The Work of Art in the Age of Mechanical Reproduction

The Work of Art in the Age of Mechanical Reproduction Summary

"The Work of Art in the Age of Mechanical Reproduction" is an essay that questions how perception of the masses has changed with the advent of technology. More specifically, Benjamin argues that advances in technology that allow art to be more easily replicated have divorced art from its traditional connection to ritual and sense of "aura," or uniqueness. Benjamin cautions that this decline of the aura will lead to art that is fundamentally and wholly political.

Benjamin begins his essay by recapitulating Marx's argument about the rise of the proletariat and the potential for the abolition of capitalism. He explains that theories of present art production can be used to better understand and predict the art of the future, whether it manifest as the rise of the proletariat or the existence of a classless society.
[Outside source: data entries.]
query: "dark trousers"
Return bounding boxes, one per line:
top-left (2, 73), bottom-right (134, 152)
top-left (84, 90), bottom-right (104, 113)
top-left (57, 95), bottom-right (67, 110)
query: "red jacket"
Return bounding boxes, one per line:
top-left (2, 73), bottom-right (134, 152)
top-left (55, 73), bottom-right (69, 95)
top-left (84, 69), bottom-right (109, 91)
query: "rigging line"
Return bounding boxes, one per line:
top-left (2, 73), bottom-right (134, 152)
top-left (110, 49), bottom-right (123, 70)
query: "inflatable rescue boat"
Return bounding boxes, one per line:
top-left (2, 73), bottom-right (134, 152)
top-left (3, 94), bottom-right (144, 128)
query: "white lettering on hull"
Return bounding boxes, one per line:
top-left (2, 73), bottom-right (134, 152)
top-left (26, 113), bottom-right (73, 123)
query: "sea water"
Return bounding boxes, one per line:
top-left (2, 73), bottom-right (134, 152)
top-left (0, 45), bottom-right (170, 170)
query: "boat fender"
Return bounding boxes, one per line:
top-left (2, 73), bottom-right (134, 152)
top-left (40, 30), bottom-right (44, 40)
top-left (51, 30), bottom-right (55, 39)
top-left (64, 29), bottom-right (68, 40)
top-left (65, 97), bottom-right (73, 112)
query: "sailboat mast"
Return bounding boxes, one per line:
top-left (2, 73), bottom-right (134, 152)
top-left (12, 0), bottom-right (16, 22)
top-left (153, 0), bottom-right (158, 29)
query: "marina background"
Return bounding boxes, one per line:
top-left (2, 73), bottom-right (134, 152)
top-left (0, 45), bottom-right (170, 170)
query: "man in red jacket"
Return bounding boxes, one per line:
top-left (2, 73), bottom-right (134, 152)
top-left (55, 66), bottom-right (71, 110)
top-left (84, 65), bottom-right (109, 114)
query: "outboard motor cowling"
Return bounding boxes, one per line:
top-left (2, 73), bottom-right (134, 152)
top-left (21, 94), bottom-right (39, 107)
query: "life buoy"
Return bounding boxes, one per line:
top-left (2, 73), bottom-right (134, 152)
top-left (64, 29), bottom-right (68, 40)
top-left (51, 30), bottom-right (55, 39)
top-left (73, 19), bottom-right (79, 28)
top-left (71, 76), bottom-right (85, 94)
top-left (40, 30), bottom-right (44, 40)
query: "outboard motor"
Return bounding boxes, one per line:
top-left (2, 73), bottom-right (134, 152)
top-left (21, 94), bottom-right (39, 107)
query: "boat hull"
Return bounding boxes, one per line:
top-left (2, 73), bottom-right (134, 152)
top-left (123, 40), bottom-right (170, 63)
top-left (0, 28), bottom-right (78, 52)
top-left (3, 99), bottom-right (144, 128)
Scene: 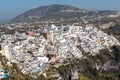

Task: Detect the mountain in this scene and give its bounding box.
[11,4,117,22]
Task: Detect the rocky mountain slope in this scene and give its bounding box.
[11,4,117,22]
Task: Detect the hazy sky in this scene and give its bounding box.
[0,0,120,20]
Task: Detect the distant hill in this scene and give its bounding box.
[11,4,119,22]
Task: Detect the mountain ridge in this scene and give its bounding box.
[11,4,116,22]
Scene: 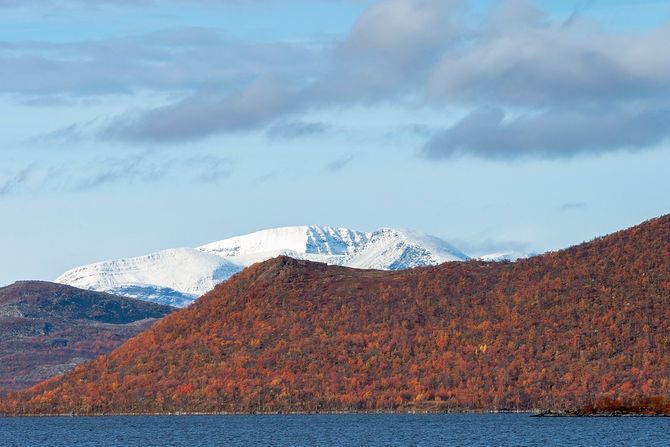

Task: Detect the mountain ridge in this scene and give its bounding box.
[0,281,173,391]
[0,216,670,414]
[55,225,480,307]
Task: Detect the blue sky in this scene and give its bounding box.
[0,0,670,284]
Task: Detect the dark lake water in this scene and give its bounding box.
[0,414,670,447]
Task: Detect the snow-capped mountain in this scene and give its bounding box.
[56,226,478,307]
[56,248,242,307]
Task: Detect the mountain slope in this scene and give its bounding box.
[56,248,242,307]
[6,216,670,414]
[0,281,172,390]
[56,226,476,307]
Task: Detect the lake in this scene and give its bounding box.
[0,414,670,447]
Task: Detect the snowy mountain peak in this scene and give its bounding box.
[56,225,520,307]
[198,225,367,258]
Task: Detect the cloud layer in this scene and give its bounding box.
[5,0,670,160]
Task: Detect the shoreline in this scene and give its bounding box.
[0,410,538,419]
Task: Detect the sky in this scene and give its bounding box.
[0,0,670,285]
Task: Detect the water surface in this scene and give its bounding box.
[0,414,670,447]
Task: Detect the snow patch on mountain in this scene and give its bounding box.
[56,226,519,307]
[56,248,242,304]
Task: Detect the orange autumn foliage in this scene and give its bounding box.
[0,216,670,414]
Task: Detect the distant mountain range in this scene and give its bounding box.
[0,281,174,391]
[56,226,525,307]
[0,216,670,414]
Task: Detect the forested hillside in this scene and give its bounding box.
[0,216,670,413]
[0,281,174,392]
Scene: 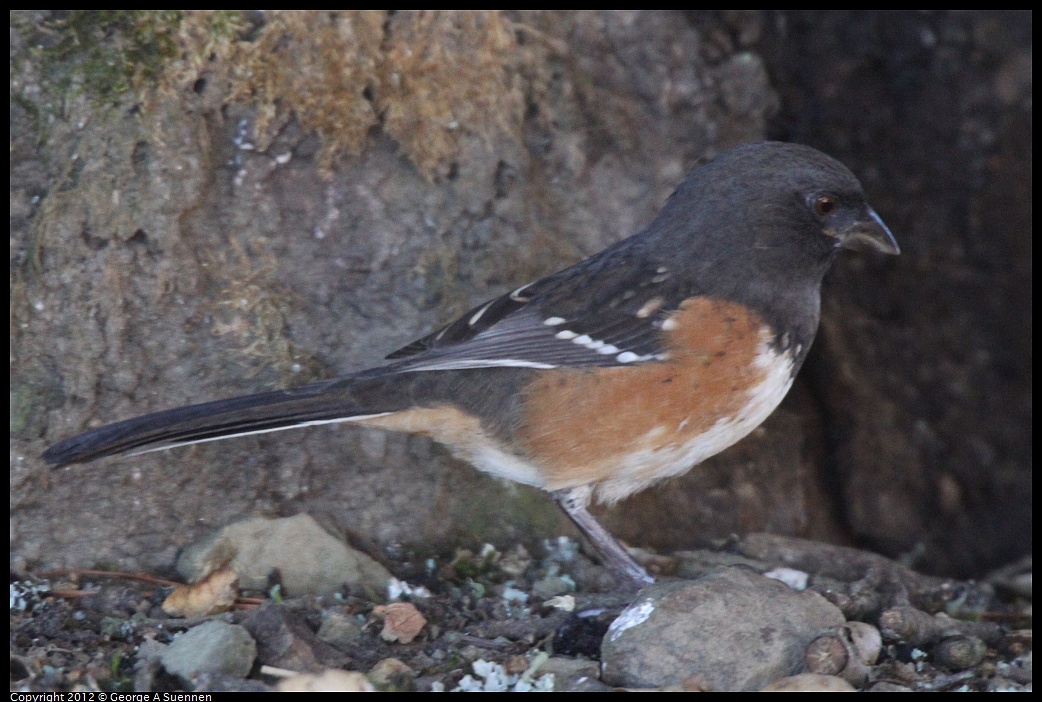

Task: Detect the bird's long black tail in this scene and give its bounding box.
[43,378,384,466]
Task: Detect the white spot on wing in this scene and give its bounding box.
[511,283,531,302]
[637,297,666,319]
[399,358,556,373]
[467,300,495,326]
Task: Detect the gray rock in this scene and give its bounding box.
[159,622,257,684]
[177,515,391,596]
[601,568,844,691]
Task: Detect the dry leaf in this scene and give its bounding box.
[163,567,239,617]
[373,602,427,644]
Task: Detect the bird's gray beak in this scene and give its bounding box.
[836,207,901,256]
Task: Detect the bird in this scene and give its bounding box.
[43,141,899,586]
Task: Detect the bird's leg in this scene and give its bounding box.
[550,485,654,586]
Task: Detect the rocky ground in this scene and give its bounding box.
[10,517,1032,693]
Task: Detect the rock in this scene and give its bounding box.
[159,622,257,684]
[177,515,391,597]
[601,568,844,691]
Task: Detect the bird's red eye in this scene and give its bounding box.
[814,195,839,217]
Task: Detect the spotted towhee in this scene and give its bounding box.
[43,142,898,582]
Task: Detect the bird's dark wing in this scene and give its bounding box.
[388,249,687,371]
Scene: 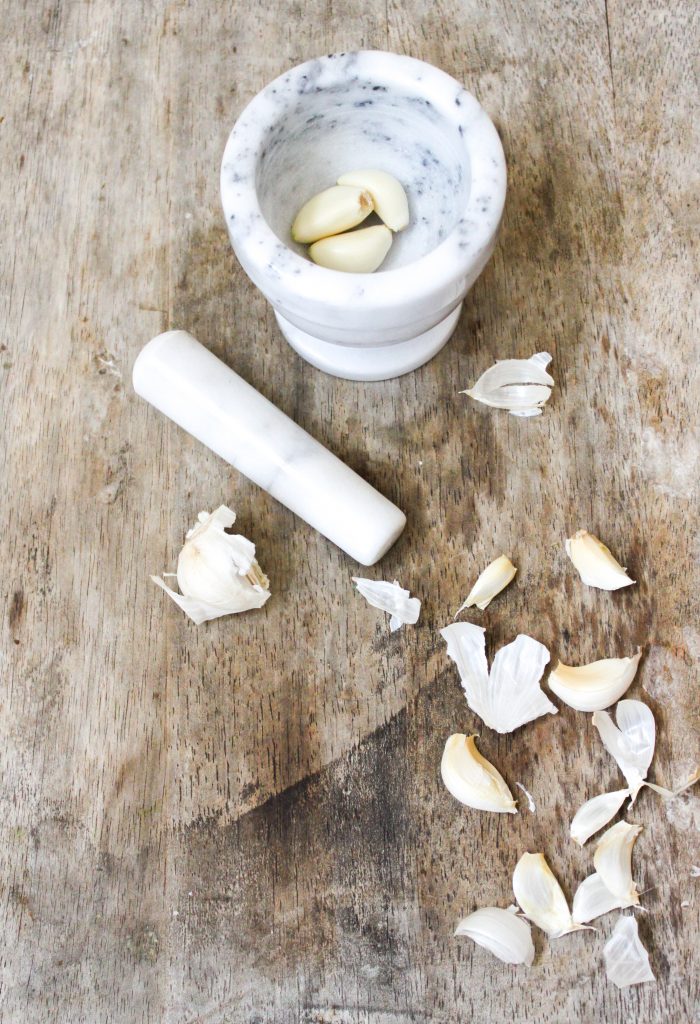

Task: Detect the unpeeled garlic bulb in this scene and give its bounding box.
[440,733,518,814]
[150,505,270,626]
[566,529,635,590]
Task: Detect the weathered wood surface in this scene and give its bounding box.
[0,0,700,1024]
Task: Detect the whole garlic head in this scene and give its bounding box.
[150,505,270,626]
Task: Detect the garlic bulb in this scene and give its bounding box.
[460,352,554,416]
[440,623,557,732]
[454,555,518,618]
[454,906,534,967]
[440,733,518,814]
[150,505,270,626]
[566,529,635,590]
[603,918,656,988]
[548,647,642,711]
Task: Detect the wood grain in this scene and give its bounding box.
[0,0,700,1024]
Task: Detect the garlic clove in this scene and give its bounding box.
[454,555,518,618]
[292,185,373,243]
[603,916,656,988]
[440,623,557,733]
[565,529,636,590]
[594,821,642,906]
[548,647,642,711]
[309,224,392,273]
[440,733,518,814]
[454,906,534,967]
[513,853,584,939]
[460,352,554,416]
[569,790,630,846]
[338,170,408,231]
[352,577,421,633]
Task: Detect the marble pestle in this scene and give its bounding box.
[133,331,406,565]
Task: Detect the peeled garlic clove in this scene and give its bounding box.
[460,352,554,416]
[513,853,583,939]
[338,170,408,231]
[440,733,518,814]
[309,224,391,273]
[292,185,373,242]
[603,918,656,988]
[454,555,518,618]
[440,623,557,733]
[548,647,642,711]
[569,790,629,846]
[594,821,642,906]
[566,529,636,590]
[150,505,270,626]
[454,906,534,967]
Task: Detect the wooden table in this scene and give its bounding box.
[0,0,700,1024]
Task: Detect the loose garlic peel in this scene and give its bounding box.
[454,555,518,618]
[548,647,642,711]
[150,505,270,626]
[566,529,636,590]
[454,906,534,967]
[440,623,557,733]
[440,733,518,814]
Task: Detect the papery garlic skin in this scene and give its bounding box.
[150,505,270,626]
[513,853,583,939]
[565,529,636,590]
[454,906,534,967]
[440,733,518,814]
[603,918,656,988]
[548,647,642,711]
[454,555,518,618]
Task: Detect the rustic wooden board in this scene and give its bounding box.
[0,0,700,1024]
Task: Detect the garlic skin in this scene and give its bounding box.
[513,853,583,939]
[440,732,518,814]
[338,170,408,231]
[292,185,373,243]
[440,623,557,733]
[150,505,270,626]
[548,647,642,711]
[454,906,534,967]
[460,352,554,416]
[565,529,636,590]
[603,916,656,988]
[454,555,518,618]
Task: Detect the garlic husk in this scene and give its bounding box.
[594,821,642,906]
[338,170,408,231]
[603,916,656,988]
[454,555,518,618]
[352,577,421,633]
[440,732,518,814]
[571,871,637,925]
[460,352,554,416]
[565,529,636,590]
[440,623,557,733]
[548,647,642,711]
[569,790,630,846]
[593,700,656,803]
[454,906,534,967]
[292,185,373,243]
[150,505,270,626]
[513,853,584,939]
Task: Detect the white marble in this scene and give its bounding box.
[133,331,406,565]
[221,50,506,380]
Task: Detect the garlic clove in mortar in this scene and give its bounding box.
[440,733,518,814]
[566,529,636,590]
[150,505,270,626]
[309,224,392,273]
[338,170,408,231]
[292,185,373,243]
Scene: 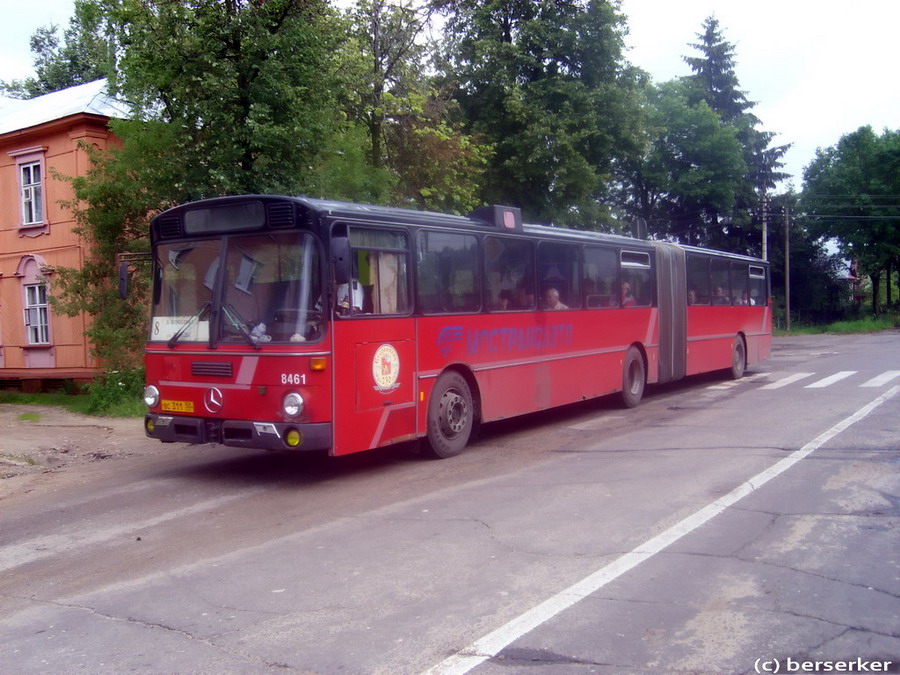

Benjamin goes on to provide a brief history of art's evolution and technologies that made it more reproducible, including the printing press, the lithograph, and the camera. He notes that there is no better case study for understanding the way technology has influenced artistic production and reception than the contemporary film. Before beginning his analysis of film production, Benjamin demonstrates how art traditionally maintains its value because of its connection to ritual and history. This connection to tradition is what generates a work of art's uniqueness, or what Benjamin calls its "aura."

According to Benjamin, art is valued in two separate ways: the cult, and the exhibition. The cult tradition features ceremonial objects meant to be valued simply for their existence, while exhibition value stems from a piece of art being on view. Contemporary art, Benjamin argues, is valued entirely for its exhibition value, and thus art is being created with entirely new functions and purposes. Regarding photography, the precursor to film, Benjamin says that rather than ask whether photography was considered art—which many critics did, at the time of photography's invention—one should have instead asked whether photography changed the entire nature of art. This change to the fundamentals of art is at the heart of Benjamin's contentions regarding both photography and now film.

In his discussion of film, Benjamin argues that movie-making is a central example of how the aura of artistic work has disappeared. He says that because films are not continues productions but are instead shot in scenes, and because audiences connect with the camera rather than the actor, the uniqueness that one defined artistic modes like theater evaporates. In its place is an artificial worship of the "movie star" in place of their character, and a new kind of audience that is always viewing films through a critical, expert lens.

Film also, Benjamin explains, changes viewers' own perception of their world. With technology like slow-motion and close-ups, "unconscious optics" are brought to view for the first time (239). In this way, film makes itself readily open for psychoanalytic interpretation, because psychoanalysis focuses on the mediation between the unconscious and conscious human mind. Benjamin then pivots to discussing architecture as a particular type of art that is absorbed by habit rather than by contemplation. He argues that film operates the same way, noting that "the public is an examiner, but an absent-minded one" (243).

In the epilogue, Benjamin addresses the political element of his argument, saying that fascism attempts to aestheticize politics. He argues that the only result of an aestheticized political discourse is war, and that proponents of war will try to make war and its technologies seem beautiful and valuable. The essay concludes with Benjamin asserting that this destruction of the aura has ultimately alienated mankind from himself, so much so that "it can experience its own destruction as an aesthetic pleasure of the first order" (244).